Based on the iPrEx results, in January 2011, the Centers for Disease Control and Prevention (CDC) issued interim guidance on emtricitabine and tenofovir disoproxil fumarate as PrEP among high-risk adult MSM. CDC is currently developing formal US Public Health Service guidelines for the use of PrEP among both men and women, which will address procedures for HIV testing and health screening prior to PrEP initiation, as well as ongoing monitoring for cases of HIV infection that may occur despite PrEP use, possible drug resistance among those who become infected, side effects, and clinical toxicities.

“The data clearly demonstrate that Truvada as pre-exposure prophylaxis is effective at reducing the risk of HIV infection acquired through sexual exposure,” said Connie Celum, MD, MPH, professor of global health and medicine at the University of Washington and lead investigator of the Partners PrEP trial. “It is exciting to consider the potential impact of this new HIV prevention tool, which could contribute to significantly reducing new HIV infections as part of a combination HIV prevention strategy. Although the implementation of PrEP will bring challenges, they can be anticipated and systems developed to address these challenges. In particular, systems to provide comprehensive education and support to healthcare providers and people who use PrEP will be required to ensure appropriate and effective use of this potentially groundbreaking new HIV prevention intervention.”

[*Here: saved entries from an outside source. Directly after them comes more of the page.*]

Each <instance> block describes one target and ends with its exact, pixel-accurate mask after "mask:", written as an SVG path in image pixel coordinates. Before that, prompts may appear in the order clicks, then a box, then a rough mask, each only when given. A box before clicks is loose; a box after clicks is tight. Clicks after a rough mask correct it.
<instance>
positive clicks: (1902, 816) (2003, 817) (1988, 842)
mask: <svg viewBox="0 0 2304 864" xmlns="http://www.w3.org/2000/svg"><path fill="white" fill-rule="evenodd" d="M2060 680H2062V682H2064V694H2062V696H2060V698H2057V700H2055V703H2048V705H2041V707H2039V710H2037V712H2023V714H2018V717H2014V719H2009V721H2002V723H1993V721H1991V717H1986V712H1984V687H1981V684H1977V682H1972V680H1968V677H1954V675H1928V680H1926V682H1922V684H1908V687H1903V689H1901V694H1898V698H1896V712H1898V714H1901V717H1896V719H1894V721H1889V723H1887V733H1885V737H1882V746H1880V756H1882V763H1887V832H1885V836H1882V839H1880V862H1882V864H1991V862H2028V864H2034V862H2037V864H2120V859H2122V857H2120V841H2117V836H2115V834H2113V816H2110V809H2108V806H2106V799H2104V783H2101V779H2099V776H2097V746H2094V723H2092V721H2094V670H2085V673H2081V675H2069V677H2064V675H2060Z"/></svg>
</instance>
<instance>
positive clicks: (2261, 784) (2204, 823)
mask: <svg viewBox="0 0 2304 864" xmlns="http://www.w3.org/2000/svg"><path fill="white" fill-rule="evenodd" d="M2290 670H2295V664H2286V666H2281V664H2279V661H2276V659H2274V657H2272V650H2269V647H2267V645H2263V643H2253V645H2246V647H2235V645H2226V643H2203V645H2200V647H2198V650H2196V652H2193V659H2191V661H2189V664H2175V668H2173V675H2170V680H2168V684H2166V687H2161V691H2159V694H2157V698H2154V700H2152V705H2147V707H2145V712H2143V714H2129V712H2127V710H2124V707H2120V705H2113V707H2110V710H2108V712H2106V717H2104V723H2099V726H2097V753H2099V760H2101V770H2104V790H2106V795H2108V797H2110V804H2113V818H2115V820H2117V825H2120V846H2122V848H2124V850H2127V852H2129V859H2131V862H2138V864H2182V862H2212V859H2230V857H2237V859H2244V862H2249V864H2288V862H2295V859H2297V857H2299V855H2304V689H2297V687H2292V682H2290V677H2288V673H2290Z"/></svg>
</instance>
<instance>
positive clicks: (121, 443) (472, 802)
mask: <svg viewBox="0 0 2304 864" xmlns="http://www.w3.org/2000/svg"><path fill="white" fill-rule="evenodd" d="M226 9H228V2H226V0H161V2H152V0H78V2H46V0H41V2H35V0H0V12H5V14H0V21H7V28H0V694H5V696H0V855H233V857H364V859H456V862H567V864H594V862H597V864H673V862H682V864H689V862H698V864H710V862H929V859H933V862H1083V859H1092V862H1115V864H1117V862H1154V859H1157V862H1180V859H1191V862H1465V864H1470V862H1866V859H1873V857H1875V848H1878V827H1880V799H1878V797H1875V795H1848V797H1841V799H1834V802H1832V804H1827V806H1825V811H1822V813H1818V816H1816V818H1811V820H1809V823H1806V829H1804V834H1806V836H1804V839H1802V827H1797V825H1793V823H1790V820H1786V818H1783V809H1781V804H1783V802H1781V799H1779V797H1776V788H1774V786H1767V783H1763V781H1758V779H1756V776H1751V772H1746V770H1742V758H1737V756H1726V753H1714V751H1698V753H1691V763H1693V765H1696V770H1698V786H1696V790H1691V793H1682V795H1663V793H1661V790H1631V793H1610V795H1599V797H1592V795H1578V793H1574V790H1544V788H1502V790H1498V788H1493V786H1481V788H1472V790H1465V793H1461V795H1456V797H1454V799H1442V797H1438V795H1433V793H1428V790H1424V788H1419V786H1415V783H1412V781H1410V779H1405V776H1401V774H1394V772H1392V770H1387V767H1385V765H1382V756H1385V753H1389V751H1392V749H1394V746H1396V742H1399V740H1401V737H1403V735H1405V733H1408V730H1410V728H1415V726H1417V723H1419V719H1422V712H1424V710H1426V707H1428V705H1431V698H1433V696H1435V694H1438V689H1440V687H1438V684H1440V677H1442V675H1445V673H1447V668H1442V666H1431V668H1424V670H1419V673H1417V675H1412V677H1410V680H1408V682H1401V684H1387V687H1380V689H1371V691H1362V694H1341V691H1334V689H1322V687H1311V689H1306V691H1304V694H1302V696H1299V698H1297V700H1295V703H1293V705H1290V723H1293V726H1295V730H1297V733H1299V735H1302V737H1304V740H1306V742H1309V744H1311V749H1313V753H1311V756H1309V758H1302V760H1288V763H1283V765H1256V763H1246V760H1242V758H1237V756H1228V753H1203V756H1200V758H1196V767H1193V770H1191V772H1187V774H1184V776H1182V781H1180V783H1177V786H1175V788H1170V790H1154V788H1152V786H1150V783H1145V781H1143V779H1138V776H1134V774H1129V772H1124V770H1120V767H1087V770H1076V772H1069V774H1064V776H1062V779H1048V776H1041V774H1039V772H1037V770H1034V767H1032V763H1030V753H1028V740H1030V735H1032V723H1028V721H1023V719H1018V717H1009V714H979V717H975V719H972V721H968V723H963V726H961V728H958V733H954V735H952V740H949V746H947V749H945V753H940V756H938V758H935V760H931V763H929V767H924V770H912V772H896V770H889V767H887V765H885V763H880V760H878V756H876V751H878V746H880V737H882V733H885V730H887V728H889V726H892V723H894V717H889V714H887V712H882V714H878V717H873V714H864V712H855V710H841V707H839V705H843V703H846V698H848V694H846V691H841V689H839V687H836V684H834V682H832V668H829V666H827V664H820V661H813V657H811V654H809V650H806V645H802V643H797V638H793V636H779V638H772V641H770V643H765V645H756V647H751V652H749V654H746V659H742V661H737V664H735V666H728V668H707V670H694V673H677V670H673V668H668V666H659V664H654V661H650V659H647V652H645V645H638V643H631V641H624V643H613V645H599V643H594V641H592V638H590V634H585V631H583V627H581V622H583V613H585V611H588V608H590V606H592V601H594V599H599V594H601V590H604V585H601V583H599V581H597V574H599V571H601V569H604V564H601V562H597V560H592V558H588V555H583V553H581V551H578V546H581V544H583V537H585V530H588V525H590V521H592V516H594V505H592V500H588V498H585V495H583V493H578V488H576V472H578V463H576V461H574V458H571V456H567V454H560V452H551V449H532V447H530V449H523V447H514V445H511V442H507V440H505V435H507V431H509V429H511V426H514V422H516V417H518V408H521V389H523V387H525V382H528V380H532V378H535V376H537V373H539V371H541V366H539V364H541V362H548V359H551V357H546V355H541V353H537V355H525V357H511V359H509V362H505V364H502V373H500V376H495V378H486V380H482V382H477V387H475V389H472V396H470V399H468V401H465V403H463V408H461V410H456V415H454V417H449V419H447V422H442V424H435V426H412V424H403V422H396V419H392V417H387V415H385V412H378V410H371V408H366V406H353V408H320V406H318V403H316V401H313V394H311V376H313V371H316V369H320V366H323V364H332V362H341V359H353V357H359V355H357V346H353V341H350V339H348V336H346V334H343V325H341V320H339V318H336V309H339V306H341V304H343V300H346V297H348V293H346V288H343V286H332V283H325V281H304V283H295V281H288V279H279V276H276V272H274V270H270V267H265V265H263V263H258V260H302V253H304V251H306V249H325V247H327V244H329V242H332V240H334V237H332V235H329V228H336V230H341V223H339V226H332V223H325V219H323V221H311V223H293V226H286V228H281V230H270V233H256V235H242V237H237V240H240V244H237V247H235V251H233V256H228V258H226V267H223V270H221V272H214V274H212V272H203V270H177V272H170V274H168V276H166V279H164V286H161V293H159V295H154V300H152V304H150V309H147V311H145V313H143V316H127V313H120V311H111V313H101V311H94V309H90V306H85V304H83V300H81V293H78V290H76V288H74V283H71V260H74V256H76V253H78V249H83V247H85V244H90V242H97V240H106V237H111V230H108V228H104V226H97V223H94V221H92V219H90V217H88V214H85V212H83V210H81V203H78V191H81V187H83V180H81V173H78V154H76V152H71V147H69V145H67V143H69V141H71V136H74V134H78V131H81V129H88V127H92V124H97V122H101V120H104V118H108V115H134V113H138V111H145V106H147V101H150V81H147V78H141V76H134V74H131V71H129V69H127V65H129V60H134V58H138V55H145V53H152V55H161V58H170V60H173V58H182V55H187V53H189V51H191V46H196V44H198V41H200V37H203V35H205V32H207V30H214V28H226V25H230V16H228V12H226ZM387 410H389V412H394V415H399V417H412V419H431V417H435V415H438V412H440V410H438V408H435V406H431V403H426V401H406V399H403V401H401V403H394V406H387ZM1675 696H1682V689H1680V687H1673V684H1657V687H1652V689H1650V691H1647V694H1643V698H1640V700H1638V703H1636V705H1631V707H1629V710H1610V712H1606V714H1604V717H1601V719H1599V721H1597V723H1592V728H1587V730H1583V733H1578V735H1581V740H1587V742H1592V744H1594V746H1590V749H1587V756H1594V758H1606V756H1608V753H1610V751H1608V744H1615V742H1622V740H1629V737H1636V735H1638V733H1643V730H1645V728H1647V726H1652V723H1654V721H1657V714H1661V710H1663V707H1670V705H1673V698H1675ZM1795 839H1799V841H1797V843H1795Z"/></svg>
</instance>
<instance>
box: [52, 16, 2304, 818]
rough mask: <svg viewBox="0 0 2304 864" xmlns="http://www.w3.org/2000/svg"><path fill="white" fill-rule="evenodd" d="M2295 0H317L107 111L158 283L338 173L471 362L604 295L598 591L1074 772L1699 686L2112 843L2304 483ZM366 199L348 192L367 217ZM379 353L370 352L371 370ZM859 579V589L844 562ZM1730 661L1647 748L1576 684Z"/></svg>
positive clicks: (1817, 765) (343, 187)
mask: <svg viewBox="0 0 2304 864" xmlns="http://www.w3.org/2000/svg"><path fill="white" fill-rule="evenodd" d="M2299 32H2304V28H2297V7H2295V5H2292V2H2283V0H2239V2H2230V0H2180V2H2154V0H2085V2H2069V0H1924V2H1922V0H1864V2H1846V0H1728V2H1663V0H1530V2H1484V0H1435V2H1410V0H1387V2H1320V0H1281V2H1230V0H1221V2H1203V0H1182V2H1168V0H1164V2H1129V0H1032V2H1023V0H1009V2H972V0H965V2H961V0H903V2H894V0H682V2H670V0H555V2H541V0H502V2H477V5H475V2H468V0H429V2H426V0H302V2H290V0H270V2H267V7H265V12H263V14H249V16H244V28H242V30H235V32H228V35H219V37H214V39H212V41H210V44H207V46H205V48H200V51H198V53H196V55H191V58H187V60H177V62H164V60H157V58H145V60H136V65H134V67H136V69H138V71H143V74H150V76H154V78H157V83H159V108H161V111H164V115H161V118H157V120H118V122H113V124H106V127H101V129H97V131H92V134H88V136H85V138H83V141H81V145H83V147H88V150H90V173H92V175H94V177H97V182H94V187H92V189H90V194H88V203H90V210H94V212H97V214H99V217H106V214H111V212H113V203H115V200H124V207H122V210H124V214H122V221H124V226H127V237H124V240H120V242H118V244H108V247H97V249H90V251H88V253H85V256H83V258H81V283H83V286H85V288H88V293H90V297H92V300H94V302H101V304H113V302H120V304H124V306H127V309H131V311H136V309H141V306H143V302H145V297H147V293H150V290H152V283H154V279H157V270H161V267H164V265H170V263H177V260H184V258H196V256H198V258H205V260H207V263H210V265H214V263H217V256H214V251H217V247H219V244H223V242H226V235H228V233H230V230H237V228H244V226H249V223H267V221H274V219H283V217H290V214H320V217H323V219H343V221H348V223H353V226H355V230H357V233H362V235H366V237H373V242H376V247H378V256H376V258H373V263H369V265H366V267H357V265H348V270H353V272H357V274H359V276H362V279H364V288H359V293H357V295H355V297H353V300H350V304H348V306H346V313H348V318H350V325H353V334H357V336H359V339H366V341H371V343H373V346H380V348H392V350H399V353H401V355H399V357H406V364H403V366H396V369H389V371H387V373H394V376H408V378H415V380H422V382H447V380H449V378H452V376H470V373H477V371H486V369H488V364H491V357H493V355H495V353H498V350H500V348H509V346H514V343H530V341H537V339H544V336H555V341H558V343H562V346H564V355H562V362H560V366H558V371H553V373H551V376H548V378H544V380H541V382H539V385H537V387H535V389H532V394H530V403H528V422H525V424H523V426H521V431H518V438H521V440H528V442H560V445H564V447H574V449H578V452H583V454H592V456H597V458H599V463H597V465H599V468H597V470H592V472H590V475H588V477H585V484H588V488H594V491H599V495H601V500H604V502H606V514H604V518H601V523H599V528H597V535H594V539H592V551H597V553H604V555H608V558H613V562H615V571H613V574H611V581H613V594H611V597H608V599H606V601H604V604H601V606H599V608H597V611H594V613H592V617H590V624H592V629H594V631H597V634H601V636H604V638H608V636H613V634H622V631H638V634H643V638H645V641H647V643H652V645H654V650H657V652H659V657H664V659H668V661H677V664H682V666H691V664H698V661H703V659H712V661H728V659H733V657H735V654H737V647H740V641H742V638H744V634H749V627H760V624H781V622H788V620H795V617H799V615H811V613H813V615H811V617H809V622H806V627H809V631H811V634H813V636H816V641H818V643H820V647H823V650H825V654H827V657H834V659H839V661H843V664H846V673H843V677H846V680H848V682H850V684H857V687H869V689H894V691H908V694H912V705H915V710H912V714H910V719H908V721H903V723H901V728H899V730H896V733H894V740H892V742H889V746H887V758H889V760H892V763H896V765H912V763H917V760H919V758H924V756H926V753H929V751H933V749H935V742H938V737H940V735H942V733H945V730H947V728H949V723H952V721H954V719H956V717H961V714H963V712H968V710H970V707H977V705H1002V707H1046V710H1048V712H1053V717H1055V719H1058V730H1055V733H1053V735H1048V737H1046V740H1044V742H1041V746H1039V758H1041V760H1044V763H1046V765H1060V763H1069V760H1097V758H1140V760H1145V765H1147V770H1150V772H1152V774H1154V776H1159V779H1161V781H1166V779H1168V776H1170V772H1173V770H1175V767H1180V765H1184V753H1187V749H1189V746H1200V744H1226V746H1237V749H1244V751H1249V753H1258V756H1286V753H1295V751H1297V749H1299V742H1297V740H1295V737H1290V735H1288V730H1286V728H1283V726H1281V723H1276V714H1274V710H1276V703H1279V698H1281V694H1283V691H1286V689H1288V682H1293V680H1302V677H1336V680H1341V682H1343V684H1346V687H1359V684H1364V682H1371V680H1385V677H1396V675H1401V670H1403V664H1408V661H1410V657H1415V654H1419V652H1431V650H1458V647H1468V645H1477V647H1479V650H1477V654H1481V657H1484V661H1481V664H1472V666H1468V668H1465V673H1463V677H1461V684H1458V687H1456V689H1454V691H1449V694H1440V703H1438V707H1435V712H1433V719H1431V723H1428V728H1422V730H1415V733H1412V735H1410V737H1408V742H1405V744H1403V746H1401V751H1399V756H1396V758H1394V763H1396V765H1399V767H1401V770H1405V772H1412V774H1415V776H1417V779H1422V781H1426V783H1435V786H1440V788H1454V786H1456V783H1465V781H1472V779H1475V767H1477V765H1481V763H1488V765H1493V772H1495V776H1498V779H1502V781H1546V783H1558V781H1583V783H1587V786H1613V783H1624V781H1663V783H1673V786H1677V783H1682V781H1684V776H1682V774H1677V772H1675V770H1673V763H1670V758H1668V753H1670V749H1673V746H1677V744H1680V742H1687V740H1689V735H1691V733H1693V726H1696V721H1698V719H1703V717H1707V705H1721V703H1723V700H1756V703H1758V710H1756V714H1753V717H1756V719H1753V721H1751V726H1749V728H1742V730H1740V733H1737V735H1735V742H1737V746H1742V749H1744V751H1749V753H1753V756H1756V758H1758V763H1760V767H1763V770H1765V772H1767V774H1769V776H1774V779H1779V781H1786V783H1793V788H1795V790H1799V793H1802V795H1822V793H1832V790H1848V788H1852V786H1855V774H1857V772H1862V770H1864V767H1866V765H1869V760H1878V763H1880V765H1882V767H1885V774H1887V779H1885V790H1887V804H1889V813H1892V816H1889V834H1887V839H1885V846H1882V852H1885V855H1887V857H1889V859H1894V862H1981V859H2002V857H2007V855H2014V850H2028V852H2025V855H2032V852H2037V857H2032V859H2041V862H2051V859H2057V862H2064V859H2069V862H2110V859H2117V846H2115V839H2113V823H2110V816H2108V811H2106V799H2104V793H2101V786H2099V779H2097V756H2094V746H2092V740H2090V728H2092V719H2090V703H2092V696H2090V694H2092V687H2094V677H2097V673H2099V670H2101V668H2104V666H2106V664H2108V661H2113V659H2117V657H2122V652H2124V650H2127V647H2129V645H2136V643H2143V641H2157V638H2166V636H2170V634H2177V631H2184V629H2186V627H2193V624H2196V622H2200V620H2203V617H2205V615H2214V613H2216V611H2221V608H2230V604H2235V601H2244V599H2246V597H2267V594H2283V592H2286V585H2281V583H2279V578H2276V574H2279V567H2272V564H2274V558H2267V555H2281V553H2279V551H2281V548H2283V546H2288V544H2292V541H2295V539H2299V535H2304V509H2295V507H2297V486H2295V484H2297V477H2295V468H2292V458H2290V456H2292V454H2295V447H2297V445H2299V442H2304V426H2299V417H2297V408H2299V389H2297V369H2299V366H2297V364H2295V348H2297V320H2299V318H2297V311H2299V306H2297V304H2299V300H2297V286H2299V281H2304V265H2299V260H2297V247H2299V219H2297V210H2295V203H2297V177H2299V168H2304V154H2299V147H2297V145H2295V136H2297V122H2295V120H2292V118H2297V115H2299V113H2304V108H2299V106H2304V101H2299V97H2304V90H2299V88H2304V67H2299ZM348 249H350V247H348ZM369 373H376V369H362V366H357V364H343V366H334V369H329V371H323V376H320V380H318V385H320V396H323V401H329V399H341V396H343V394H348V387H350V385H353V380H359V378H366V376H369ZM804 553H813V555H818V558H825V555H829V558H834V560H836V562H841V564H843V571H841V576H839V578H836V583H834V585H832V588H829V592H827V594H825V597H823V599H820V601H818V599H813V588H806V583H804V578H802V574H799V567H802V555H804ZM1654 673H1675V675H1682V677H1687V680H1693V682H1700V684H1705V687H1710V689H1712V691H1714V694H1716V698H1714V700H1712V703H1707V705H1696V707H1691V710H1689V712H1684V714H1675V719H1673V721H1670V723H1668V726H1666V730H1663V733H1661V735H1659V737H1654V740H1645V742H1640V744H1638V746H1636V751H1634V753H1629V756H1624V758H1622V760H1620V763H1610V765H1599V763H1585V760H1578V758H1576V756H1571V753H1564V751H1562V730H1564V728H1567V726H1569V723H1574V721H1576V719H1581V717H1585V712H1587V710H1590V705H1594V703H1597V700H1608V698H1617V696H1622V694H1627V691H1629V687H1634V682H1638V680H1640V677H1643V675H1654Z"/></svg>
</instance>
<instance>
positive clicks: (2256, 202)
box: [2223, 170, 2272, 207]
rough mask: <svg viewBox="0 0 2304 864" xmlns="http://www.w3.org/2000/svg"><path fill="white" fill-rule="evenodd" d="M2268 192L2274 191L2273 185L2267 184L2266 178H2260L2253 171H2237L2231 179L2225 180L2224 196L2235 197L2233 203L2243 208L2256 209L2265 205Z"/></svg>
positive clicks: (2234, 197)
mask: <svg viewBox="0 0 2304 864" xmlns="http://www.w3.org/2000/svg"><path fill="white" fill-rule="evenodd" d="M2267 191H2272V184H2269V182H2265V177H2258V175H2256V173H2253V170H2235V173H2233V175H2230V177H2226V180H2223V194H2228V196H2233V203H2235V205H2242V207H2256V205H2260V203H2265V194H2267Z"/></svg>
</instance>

As part of the REMS developed by Gilead and FDA to ensure safe use of emtricitabine and tenofovir disoproxil fumarate for PrEP, Gilead has developed FDA-approved materials to educate and inform healthcare providers and uninfected individuals about Truvada for PrEP. These materials highlight the importance of strict adherence to the dosing regimen, emphasize that emtricitabine and tenofovir disoproxil fumarate must be considered as only 1 part of a comprehensive prevention strategy to reduce the risk of HIV-1 infection. In addition, it should convey that emtricitabine and tenofovir disoproxil fumarate for PrEP should only be used in individuals who are confirmed HIV negative, and HIV-1 screening should be repeated at least every 3 months while taking emtricitabine and tenofovir disoproxil fumarate for PrEP. Truvada for PrEP should not be initiated when clinical signs or symptoms consistent with acute HIV-1 infection are present.

As a separate measure to support the safe use of emtricitabine and tenofovir disoproxil fumarate for PrEP, Gilead also will provide vouchers for free HIV testing and condoms, an opt-in service for regular reminders about HIV testing and subsidized HIV resistance testing for any individual who becomes HIV-positive while taking emtricitabine and tenofovir disoproxil fumarate for PrEP.

In all studies of emtricitabine and tenofovir disoproxil fumarate for PrEP, the most commonly reported side effects included headache, stomach discomfort, and weight loss. The incidence and types of side effects were consistent with Truvada’s safety and tolerability profile when used as an HIV treatment, which is supported by more than 4 million years of patient use. Overall, there have been nearly 9 million patient years of experience with tenofovir-containing regimens.